The streams are more polluted by the storm drains on our very own roads. Tractor-trailers alone create more pollution than the cars that traverse the same roads. And I'm only talking about non-air pollution.
If you ever noticed, you'll see that if it hasn't rained for 3-4 days and then it rains the road is VERY slippery for about the first half an hour. That's from pollution that just falls off vehicles.
If you want to talk about trail use, that's a whole new can of worms. Do offroaders tear up the land? Yeah. Does it make that much of an impact? Nope. There is virtually no difference between a 10 mile ORV trail and a 10 mile hiking trail. While the ORV people have a habit of making a mess of the ground the hikers do as well. Hikers like to tear the crap out of foliage over broad areas. They have a habit of packing out more than they pack in no matter what anyone says. The only difference is you see two ruts going through the woods instead of 3-4 footpaths.

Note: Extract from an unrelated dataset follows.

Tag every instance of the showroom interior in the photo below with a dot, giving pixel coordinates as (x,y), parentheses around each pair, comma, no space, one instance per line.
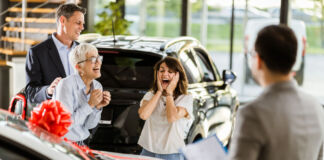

Keep in mind that there are assholes in all forms of recreation. There will always be people getting blamed for other people's stupidity.
I suggest instead of people pissing and moaning about damage being done that they clean up public forests. Any and all common use of forest lands eventually returns to its natural state. Little impact is done by any form of use (whether on a bike, on a horse, or in a truck) in the grand scheme of things. However, trash and other solids are a real problem.
I don't see any Envirotards or bicycling or any other kind of non-hunting non-offroading club on Michigan's Adopt-a-Forest website.